We’ve been asked what data profiling contributes to a data warehouse, and once in awhile we even hear that an organization – pressed for time, or trying to save money – wants to eliminate data profiling or tack it on at the end of a data warehouse build-out. This is an appeal to never, EVER, consider this as a time or cost-saving opportunity. In fact, I would argue that data profiling is a key part of any DW/BI project’s foundation.
Base your work on knowledge, not faith
Not executing a comprehensive analysis of the source data from a technical viewpoint means relying on other people’s thoughts. These are usually non-technical people who only deal with a small chunk of the available data in their daily activities. They don’t think about the source system as a whole because it’s not their responsibility. In other words, you have to choose between two things: faith and knowledge. Data profiling turns guesses (faith) into confidence (knowledge).
What happens when you don’t do data profiling
Let me provide a couple of examples which can help you understand why data profiling is crucial for DW/BI projects.

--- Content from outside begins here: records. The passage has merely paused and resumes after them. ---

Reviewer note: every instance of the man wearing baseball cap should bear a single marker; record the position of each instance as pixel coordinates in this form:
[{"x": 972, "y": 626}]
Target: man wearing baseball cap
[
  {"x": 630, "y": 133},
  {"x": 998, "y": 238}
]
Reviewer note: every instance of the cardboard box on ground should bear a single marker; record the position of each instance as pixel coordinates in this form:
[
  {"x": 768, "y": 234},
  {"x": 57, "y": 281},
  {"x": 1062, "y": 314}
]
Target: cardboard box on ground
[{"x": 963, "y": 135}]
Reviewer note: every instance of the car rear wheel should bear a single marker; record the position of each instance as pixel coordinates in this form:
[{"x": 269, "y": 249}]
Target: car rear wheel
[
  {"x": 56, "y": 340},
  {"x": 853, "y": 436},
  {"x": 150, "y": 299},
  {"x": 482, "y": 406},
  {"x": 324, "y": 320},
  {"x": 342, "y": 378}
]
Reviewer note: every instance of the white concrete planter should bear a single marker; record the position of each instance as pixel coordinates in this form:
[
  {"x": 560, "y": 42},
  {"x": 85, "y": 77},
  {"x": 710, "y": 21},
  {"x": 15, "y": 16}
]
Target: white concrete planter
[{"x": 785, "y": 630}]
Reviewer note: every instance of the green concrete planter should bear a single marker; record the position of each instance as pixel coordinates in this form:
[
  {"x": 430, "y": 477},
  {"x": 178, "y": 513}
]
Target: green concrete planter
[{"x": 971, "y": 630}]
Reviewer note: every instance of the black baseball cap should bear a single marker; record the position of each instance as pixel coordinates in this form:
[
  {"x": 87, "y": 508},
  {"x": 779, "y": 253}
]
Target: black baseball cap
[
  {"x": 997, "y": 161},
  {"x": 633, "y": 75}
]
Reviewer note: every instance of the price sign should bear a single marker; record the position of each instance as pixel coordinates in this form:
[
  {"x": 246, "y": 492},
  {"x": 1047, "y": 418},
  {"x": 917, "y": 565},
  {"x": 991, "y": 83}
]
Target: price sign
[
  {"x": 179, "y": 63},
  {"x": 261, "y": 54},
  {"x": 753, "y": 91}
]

On a DW/BI project we were asked to add a new data source with inventory information on a Stock Keeping Unit (SKU – 13 character codes) level of product hierarchy. At first glance the task was trivial because it looked consistent and straightforward. The source had attributed 13-character long titles to the SKUs. Once we performed our regular data profiling, however, we saw some inconsistencies. See the allocation of SKU values in the box below.
As you can see, only 70% of records were in line with business requirements and expectations. Analysis on the 30% that did not match the pattern revealed that these records defined a Kit level of product hierarchy, and additional complex transformations were required for shifting this data to the SKU level of information. Had we not profiled the data, we would have treated it all as SKU level, applying uniform processing rules, joining conditions, etc. This would have led to a data mess in the warehouse or data leaks during the ETL process.
In our practice we have found that sophisticated data profiling can increase business users’ understanding of the source system. One of the most frequently missed problems is deletions. For instance, users might know answers to the following questions:
- What is the grain of the table?
- What does each attribute mean?
- How often is each attribute being updated?
- How many records are being inserted daily?
However, they rarely realize that something has disappeared from the table. There are a wide range of business cases when deletes take place such as when inactive accounts are purged or when a cancelled order line is erased. Careful handling of the deletion process as the DW/BI system is being built can be crucial for trustworthy information later on. And if users don’t get reliable information they will either stop using the system or report a bug that will require much more time and effort to fix later in the process than it would take to set it up correctly at the beginning.
In other words, ignoring data profiling can have a really disruptive impact on the whole DW/BI project. An upfront investment of a few hours for one analytical person’s time seems minimal when compared to the hundreds of possible hours that everyone from analysts to DBAs to promotion managers will spend later fixing poorly categorized data.
Checks and outcomes
Here are some of the primary data checks and outcomes we look to achieve at Coherent Solutions:
- Ensure that users’ expectations and requirements are in line with source system actuals.
- Learn/verify the granularity of different processes ongoing in the source system.
- Understand source system behavior, eg:
- Bulk or transactional loads?
- What operations are common for what entities (inserts/updates/deletes)?
- Identify data anomalies and create rules to isolate them.
- Learn defaults of the source system.
- Trace unknown semantic conformity between different source systems.